I say this because, one of the really annoying things about CreateThread in general (and the CreateRemoteThread variant) is that you cannot map the stack memory yourself. This isn’t a huge deal in ordinary programming, but it can be annoying when you’re trying to write your own execution environments.
So in a perfect world, perhaps we’d also get
HANDLE CreateZeroThread( [in] HANDLE hProcess, [in] LPVOID lpStackAddress, [in] LPTHREAD_START_ROUTINE lpStartAddress, [in, optional] LPVOID lpParameter, [in] DWORD dwCreationFlags, [in, optional] LPPROC_THREAD_ATTRIBUTE_LIST lpAttributeList, [out, optional] LPDWORD lpThreadId );
which would allow you to handle the stack yourself. Furthermore, if it made the implementation easier on the kernel, perhaps CreateZeroProcess processes could be restricted to only CreateZeroThread threads, so you could cabin off that part of the API and make it specific to secure processes.

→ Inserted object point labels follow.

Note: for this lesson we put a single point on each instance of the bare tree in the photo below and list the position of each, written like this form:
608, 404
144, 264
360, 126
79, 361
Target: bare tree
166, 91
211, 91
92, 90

I’m assuming there must be something wrong with this design, because it seems too simple and useful to not have happened already. But I can’t quite think of a practical reason it wouldn’t be feasible.

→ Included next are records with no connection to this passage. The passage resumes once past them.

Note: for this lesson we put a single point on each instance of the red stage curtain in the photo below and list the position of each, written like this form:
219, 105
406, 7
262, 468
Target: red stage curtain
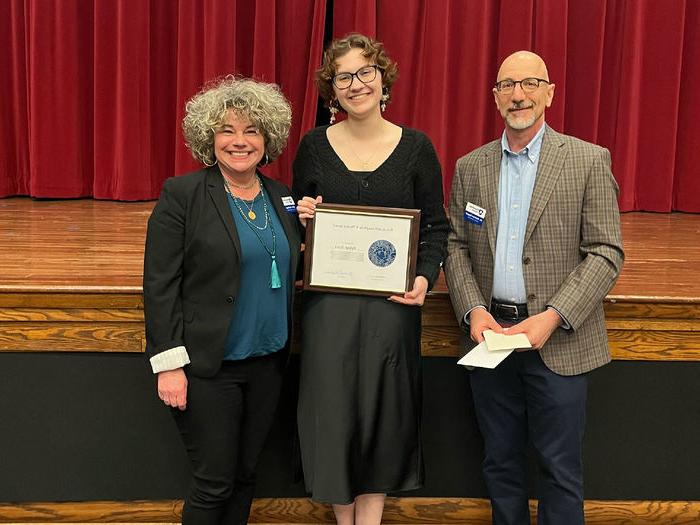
624, 72
93, 91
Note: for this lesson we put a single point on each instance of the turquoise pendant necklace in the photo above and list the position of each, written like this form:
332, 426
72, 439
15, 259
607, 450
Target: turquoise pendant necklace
275, 281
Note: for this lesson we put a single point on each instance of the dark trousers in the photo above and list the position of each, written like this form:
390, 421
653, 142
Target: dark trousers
224, 428
523, 400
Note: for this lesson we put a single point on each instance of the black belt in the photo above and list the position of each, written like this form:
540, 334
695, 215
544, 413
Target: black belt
508, 311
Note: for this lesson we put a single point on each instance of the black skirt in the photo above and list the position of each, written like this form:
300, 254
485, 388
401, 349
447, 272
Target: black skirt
359, 397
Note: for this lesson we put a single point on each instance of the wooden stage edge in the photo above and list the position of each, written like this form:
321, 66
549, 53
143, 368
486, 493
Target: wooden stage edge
71, 272
302, 510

It does take some work, to be sure - but it seems like it would take significantly less work to implement than the vast array of piecemeal mitigations that have been steadily added since Windows 2000.

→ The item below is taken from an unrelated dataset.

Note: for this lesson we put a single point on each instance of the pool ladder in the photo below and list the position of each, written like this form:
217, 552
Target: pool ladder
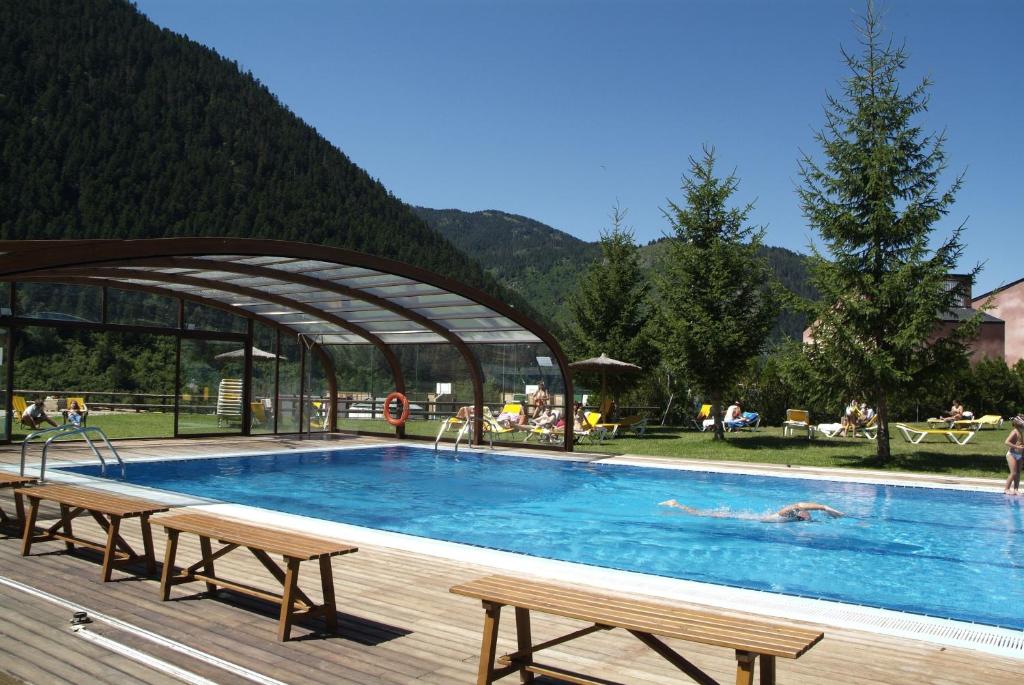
465, 430
69, 430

And unlike all those mitigations, it seems like this would actually have a good chance of remaining secure over time, since it starts from a clean slate and adds only the very minimum necessary to work, rather than trying to continually remove things as they are found to be exploitable.
Furthermore, it would be somewhat difficult for a programmer to misunderstand something about this design. CreateZeroProcess creates a process that basically can’t do anything, and the programmer then has to add capabilities to it by proxying system calls through a memory communication channel to the parent process. If they don’t understand something, they can just not proxy that thing, and be assured it won’t cause them a security headache.
By contrast, the current Windows sandbox model is highly error-prone. It involves so many security-specific concepts that it’s unlikely anyone really understands them all well enough to write and maintain secure code. If you don’t believe me, try reading this description of a Chrome sandbox exploit that arose due to one line change Microsoft made to Windows! The sheer number of elements involved is staggering.
The closest thing I know of might be CreateRestrictedToken, AdjustTokenGroups, and AdjustTokenPrivileges, but those doesn't quite fit the bill. There's a bit more info on Pico processes at https://fourcore.io/blogs/how-a-windows-process-is-created-part-1 that you might find interesting.
I have only read this article and the comments section. And I'm not a systems programmer so I know basically nothing about OS'es. So, what I'm asking might be trivial or just nonsense...
I have tried to read the code of the v8 engine with limited success. I have not seen anything that would be along the lines of checking for syscalls. All I saw was the language they have (torque) implementing the ecma spec in phrasing that is close to the spec itself, and then c++ implementations of the the algorithms that support functions like 'indexOf`, `replace` etc.
2. How did you know where to look for determining that chromium doesn't use anything like a process you are suggesting? I also tried to read the code of chromium, but its so huge I couldn't figure out where to even start. I guess if I had to look for it I could grep the whole project for something like a platform layer and look in those files. I think I saw at least one switch statement somewhere that looked like it was checking for macos, windows and linux. Is that what you did?